Within seconds and without mercy, Seamans pulls you into its electronic depths. The record simultaneously builds itself up and tears itself down, like democracy in America, while in actuality, vicious, vertigo-inducing waters are swirling beneath the surface. Seamans is an advanced and progressive album, but a part of it wants to regress, prone to self-destruction and instability. New muscle is built from the rupture of the old; new skin covers coagulating blood underneath an old wound, and the same is true of this record.

Chra is the alias of Austrian musician Christina Nemec. Recorded in Vienna, Waldviertel, Crete, on planes and in cemeteries, Nemec’s music constantly shifts in the air, inverting and turning in on itself. Overdrive froths up and threatens to consume the speakers, and what sounds like a distorted tornado whirls around ‘Vicious Water Regimes’, creating a powerful vortex.

Raging and vengeful, its heartbeat racing due to live currents of tension and anxiety, Seamans is dark and inescapable electronic music. Like the truth, the strangled melodies are muffled and suppressed, voices longing for coherency but being repressed by government agencies or forces high on power, changing, editing, and adapting the original message to suit their version of events. The voice can’t converse or articulate anything save from a series of choking blips and stutters; their potential drags and lags behind and the electronics suffocate.

The music does nothing to encourage the stuttering or its current state of suffering, but neither does it push it away. In that sense, the music is complicit in the feeling of growing unease and the subsequent fall. A submerged voice becomes trapped underwater, and echoing bubbles of sound rise up to the surface. The music escapes from any kind of rhythmic regularity so that it feels suspended in an electronic ether.
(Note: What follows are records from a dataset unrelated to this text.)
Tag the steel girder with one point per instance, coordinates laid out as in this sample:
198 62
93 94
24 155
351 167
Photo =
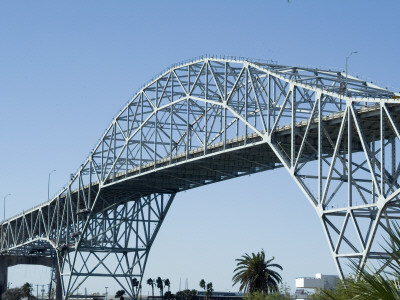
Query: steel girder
213 119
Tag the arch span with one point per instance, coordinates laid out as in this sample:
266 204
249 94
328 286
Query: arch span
212 119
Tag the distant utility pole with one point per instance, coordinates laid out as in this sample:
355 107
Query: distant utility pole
5 197
347 59
48 185
42 291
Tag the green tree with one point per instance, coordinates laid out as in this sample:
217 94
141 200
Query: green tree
372 284
255 275
151 282
186 295
120 294
160 285
26 290
168 295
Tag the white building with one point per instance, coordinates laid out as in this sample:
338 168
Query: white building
320 281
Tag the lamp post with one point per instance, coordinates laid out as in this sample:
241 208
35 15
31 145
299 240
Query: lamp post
347 59
48 185
4 212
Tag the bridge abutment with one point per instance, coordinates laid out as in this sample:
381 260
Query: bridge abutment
7 261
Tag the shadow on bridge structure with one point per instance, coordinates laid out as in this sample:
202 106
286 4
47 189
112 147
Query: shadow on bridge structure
212 119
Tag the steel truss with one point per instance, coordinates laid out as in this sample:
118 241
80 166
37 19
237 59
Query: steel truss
213 119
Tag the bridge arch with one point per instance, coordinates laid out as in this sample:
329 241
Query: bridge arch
212 119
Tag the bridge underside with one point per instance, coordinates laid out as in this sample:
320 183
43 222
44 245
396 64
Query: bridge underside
211 120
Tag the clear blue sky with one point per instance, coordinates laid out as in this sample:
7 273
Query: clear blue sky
67 68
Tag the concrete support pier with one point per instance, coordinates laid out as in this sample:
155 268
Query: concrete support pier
7 261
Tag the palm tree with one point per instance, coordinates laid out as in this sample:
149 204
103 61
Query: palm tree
372 284
254 274
203 286
167 283
120 294
209 290
151 282
135 284
160 285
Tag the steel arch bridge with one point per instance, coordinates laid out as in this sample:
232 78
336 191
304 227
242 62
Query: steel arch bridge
212 119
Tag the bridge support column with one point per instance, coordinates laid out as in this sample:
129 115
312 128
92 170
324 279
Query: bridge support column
121 237
3 276
58 283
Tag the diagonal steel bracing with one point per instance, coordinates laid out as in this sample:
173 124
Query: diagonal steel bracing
212 119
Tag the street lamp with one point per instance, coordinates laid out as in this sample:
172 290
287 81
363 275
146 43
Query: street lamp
48 185
347 59
4 215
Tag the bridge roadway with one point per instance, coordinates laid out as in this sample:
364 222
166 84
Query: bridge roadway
77 219
221 161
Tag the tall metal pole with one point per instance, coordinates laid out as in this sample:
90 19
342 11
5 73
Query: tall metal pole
347 58
4 212
48 185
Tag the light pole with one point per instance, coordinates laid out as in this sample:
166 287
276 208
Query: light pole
4 213
48 185
347 59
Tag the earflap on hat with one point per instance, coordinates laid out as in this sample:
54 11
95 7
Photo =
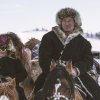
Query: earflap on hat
4 41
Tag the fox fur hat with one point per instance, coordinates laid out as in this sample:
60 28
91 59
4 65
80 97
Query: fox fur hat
68 12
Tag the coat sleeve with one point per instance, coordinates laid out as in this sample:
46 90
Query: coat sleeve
86 62
21 73
45 53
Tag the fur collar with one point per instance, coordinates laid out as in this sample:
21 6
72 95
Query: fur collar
62 37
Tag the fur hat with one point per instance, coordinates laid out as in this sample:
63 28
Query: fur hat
68 12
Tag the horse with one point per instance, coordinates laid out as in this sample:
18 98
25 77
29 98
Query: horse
59 85
95 72
8 89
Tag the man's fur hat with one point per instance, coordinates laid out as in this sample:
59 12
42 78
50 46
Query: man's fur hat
68 12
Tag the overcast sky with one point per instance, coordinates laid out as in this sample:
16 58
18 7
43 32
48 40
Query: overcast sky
22 15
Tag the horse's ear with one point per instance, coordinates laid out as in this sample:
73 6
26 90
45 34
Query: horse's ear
53 65
69 66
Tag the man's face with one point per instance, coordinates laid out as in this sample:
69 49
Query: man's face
68 24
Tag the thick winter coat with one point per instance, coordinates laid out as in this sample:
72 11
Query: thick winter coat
78 49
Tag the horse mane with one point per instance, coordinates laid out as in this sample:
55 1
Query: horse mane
8 88
58 72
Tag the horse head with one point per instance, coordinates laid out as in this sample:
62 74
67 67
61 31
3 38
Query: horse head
59 83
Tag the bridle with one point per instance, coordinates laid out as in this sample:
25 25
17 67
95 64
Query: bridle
57 95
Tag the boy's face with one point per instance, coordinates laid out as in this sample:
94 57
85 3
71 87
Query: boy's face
68 24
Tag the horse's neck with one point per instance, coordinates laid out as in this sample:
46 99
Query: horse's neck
4 97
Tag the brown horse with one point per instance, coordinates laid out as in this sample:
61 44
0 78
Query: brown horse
8 89
59 85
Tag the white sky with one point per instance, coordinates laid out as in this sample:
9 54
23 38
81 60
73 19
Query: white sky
22 15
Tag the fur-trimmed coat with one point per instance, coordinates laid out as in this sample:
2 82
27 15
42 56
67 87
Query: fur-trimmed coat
78 49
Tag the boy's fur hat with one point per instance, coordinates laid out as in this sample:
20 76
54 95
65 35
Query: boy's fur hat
68 12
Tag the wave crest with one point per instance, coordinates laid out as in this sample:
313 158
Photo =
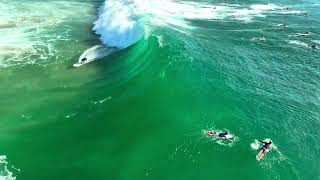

‘Let Sharks Sleep’ has a demented melody that slips and slides around in a helter-skelter, unbalanced way, its tones appearing deranged and almost hysterical with plenty of warbling pitch-shifts and recurring loops. ‘Widow Walks’ is similarly dark and haunted. The sounds are incomplete, ghostly reminders of something that has fallen apart. Both progressive and regressive, Seamans is music of engagement and suppression.